By: Javier Coindreau


Ana tenía 74 años cuando llegó a mi consultorio. Había perdido a su hija de 28 años una década atrás. La muerte fue cruel, injusta, devastadora. Y aun así, Ana era una mujer luminosa, optimista, alegre, de una serenidad que desconcertaba. Un día le pregunté cómo era posible sostener ese ánimo después de semejante historia. Su respuesta me marcó para siempre, por las dificultades, doctor. Las dificultades nos hacen crecer y apreciar. Solo los muertos no tienen problemas.


Con los años he visto que Ana tenía razón. La gente más interesante, profunda y bella que conozco comparte un rasgo, han atravesado dificultades reales. Pero mantenemos la fantasía de que la felicidad es ausencia de problemas. No es así. De hecho, la psicología positiva muestra que las personas más felices son quienes tienen dificultades aproximadamente la mitad del tiempo. Más tiempo enfrentando problemas resulta en periodos de felicidad más cortos, pero más intensos, más conscientes. En cambio, una vida sin fricción se vuelve plana, vacía, sin sentido.


Uno de los fenómenos psicológicos más constantes es la adaptación hedónica: la tendencia del cerebro a acostumbrarse a todo lo bueno. Mientras más predecible y fácil se vuelve la vida, mayor adaptación hedónica y menos placer obtenemos de ella. Además, la lucha construye recursos psicológicos. La teoría Broaden-and-Build de Barbara Fredrickson demuestra que las emociones positivas amplían nuestra capacidad de pensar y actuar creativamente. Pero aquí está el matiz, esas emociones suelen aparecer después de enfrentar un reto, no antes.

También importa la anticipación, que juega un rol en motivar el esfuerzo. Tener algo que esperar, un viaje, una cena especial, un proyecto significativo, eleva el ánimo y la satisfacción incluso antes de que el evento ocurra. Pero la anticipación sólo funciona cuando el futuro requiere planificación, paciencia e incertidumbre. Los estudios sobre rosy prospection muestran que imaginar un evento desafiante pero positivo aumenta la alegría desde ahora. Si todo fuera inmediato, nada sería especial.

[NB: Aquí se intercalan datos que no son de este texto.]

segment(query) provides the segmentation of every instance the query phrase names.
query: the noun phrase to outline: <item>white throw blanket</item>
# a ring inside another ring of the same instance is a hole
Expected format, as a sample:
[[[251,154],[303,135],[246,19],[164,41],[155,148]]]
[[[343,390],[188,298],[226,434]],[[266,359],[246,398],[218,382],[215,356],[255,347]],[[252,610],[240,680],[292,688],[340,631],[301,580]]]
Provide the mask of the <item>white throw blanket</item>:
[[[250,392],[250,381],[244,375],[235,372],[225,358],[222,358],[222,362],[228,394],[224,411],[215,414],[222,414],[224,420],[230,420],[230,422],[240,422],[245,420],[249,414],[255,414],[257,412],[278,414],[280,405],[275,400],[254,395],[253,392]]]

Finalmente, la lucha profundiza nuestro sentido de gratitud. No apreciamos aquello que nunca estuvo en riesgo y que no costó trabajo. La lucha, la escasez y la incertidumbre devuelven nuestra atención hacia lo esencial. Premeditatio malorum, o “premeditación de los males”, es una técnica de meditación que adoptaron los estoicos. Básicamente consiste en imaginar los peores escenarios para prepararte por si las cosas salen maly como consecuencia apreciar y agradecer el presente. La idea se hizo más conocida gracias a Séneca, quien explica cómo esta práctica ayuda a fortalecer la mente y la resiliencia emocional.


La paradoja es que una vida sin problemas crea un mayor problema. Cuando por fin obtenemos la comodidad que imaginábamos, sin preocupaciones, sin retos, sin presiones, la vitalidad cae, la apreciación por lo que solía ser valioso se reduce, el sentido de vida se debilita y la adaptación hedónica se maximiza. Sin retos la felicidad se estanca y después declina.


El enemigo de la felicidad no son los problemas y los retos, es el aburrimiento, la ausencia de motivación para lograr algo, arreglar o corregir algo. Según la Logoterapia, una de las formas de encontrar sentido en la vida es precisamente el resolver nuestros problemas. Una vida sin desafíos sería también una vida sin propósito, la lucha es el precio del sentido de vida. De hecho, es común que las sociedades que tienen todo resuelto inventen sus propios problemas. Si no hay dificultades, la mente las crea y comúnmente en la forma de banalidades, extravagancias, obsesiones o peor aun, ideas destructivas.


No fuimos diseñados para la comodidad constante, estamos diseñados evolutiva y emocionalmente para la lucha, para adaptarnos, esforzarnos y superar. El triunfo se disfruta como consecuencia, no en ausencia de retos.


Recibamos y abracemos los problemas y las batallas con inteligencia, calma, valentía y optimismo, porque son el andamiaje que permite que la felicidad se sostenga. La lucha no interrumpe nuestra historia, es la arquitectura de nuestra historia.